4 Tips for Teaching Puppies Not to Nip
Puppies are a fun addition to your family, and their cute nature and endless playful antics make them a sought-after companion. Puppies spend most of their time exploring their surroundings and chewing objects with their needle-sharp baby teeth, which unfortunately means they will end up biting your hands or feet from time to time. This may seem like a cute way of playing, but this kind of behavior won’t be so cute when they get older! Here are 4 helpful tips to help teach your puppy what is acceptable biting behavior:
Let Him Know It Hurts
Although it seems counter-intuitive, it is recommended to play with your puppy and allow him to nip at your hands during playtime. This is the primary way of letting him know what are and are not acceptable biting behaviors. To do this properly, go ahead and let him nibble your hand until he bites down to hard. When he does, yell “ouch!” This should stop him momentarily and readjust his behavior. Continue to do this over and over so he knows the difference between playful nibbling and aggressive biting.
Dramatize the Pain
While you are working on the first tip, you can also “play the victim” when your puppy bites too hard. If he continues to bite too hard when playing, yell “ouch” while pulling your hand away and cease interacting with him for a while. Dogs aim to please their masters, so when he sees you stop playing, it will reinforce that biting hard is unacceptable. This also replicates how other puppies would react if another puppy were to cause them pain.
Redirect the Bite
Your hands aren’t the only targets; puppies will also try to test their bite on household objects as well. Before he destroys anything of importance (the sofa!) or harms himself by chewing something he shouldn’t (the power cord!), distract him and give him a proper toy or bone to chew on. This reminds the puppy of what he is allowed to chew on so he can seek out those objects when he feels like chewing.
Ice, Ice Baby
There’s another reason behind your puppy’s nipping habits – teething!
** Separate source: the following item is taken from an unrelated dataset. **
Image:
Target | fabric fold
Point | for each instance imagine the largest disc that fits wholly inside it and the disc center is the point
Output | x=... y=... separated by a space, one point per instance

Puppies from 3 to 6 months old are experiencing new teeth breaking through their gums, and chewing helps to distract from the pain. A good solution for this is to give your dog ice cubes. The ice will numb his gums and help alleviate the pain.
Training a puppy can be time-consuming, but training him early will ensure that he will become a kind, obedient dog when he grows older. Your puppy is looking for guidance and acceptance while he plays, and these tips will help make your bond stronger while providing feedback that is both reinforcing good behavior and addressing poor habits.